Meer gemeenten kiezen voor buurtbemiddeling
Voor het bestrijden van woonoverlast, kiezen gemeenten steeds vaker voor buurtbemiddeling. In augustus 2014 zetten 207 gemeenten vrijwillige bemiddelingsteams in, 7 jaar gelden waren dat er nog maar 77.
In deze gemeenten is buurtbemiddeling de eerste mogelijkheid om burenconflicten op te lossen. Het Centrum voor Criminaliteitspreventie en Veiligheid (CCV) ziet buurtbemiddeling als een effectief middel tegen burenoverlast.
Uit de jaarlijkse benchmark dat het CCV voor het zevende achtereenvolgende jaar uitvoerde, blijkt wederom dat de inzet van zo’n 2.200 vrijwillige buurtbemiddelaars succesvol is: landelijk werd in 2013 gemiddeld 69 procent van de zaken opgelost.
Buurtbemiddeling heeft de meeste kans van slagen als bewoners tijdig aan de bel trekken. Het motto is dan ook ‘Woonoverlast? Buurtbemiddeling eerst!’. Want, in een zo vroeg mogelijk stadium van de overlast waarin ruzie niet is geëscaleerd, kunnen buren vaak nog een normaal gesprek met elkaar voeren. Dat is een stuk lastiger als de emoties hoog opgelopen zijn en partijen aan hun standpunten vasthouden.

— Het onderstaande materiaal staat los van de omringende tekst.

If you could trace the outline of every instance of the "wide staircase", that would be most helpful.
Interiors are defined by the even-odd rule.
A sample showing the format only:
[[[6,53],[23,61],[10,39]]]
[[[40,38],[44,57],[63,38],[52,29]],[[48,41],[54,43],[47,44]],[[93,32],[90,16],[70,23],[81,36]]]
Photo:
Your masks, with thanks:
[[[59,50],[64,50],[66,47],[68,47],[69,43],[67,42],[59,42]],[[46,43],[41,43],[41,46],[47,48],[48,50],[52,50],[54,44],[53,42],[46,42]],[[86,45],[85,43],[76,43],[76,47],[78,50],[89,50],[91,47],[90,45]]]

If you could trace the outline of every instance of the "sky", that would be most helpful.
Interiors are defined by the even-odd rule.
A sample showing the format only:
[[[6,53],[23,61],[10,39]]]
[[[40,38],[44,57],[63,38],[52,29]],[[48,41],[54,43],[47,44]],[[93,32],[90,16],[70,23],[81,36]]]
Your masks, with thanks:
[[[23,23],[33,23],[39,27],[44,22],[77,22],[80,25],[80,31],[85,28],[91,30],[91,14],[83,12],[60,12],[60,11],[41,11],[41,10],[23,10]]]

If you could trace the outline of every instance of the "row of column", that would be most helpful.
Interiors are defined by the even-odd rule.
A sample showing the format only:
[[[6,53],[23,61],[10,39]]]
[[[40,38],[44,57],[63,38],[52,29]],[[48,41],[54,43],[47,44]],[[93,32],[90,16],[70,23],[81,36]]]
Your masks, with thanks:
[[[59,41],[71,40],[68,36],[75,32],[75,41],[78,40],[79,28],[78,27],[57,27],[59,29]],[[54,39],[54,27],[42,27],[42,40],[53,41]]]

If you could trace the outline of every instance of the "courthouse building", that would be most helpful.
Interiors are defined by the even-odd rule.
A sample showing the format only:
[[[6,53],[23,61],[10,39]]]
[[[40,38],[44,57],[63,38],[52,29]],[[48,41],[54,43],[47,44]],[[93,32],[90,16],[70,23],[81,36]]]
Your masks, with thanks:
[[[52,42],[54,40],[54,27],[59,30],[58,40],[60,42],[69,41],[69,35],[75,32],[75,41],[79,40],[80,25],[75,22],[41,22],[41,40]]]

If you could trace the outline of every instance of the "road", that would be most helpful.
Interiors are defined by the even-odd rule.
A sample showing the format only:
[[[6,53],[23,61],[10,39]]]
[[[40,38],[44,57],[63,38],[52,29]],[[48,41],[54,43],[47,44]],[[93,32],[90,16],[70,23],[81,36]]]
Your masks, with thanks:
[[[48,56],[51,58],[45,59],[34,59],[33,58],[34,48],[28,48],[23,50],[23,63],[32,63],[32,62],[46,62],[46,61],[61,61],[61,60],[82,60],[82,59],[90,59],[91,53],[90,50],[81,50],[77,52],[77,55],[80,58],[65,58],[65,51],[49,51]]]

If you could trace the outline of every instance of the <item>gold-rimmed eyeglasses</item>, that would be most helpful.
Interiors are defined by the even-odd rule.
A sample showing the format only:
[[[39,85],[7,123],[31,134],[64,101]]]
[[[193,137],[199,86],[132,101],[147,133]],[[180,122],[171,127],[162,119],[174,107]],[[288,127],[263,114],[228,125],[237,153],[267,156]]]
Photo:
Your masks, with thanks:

Belangrijk is dus dat mensen elkaar weer en blijvend durven aanspreken én dat ze iets van elkaar kunnen verdragen. Een getrainde buurtbemiddelaar kan mensen goed begeleiden om weer met elkaar in gesprek te gaan.
Buurtbemiddeling maakt gebruik van de eigen kracht van bewoners. Want als burger ben je ook zelf verantwoordelijk voor een prettige leefomgeving. Komen bewoners er niet zelfstandig uit, dan kunnen ze onder de deskundige begeleiding van twee vrijwillige buurtbemiddelaars gezamenlijk hun probleem oplossen, zonder een beroep te hoeven doen op bijvoorbeeld politie, woningcorporatie of gemeente. Bewoners opgeleid tot buurtbemiddelaar, zetten zich belangeloos in om burenruzies te helpen oplossen.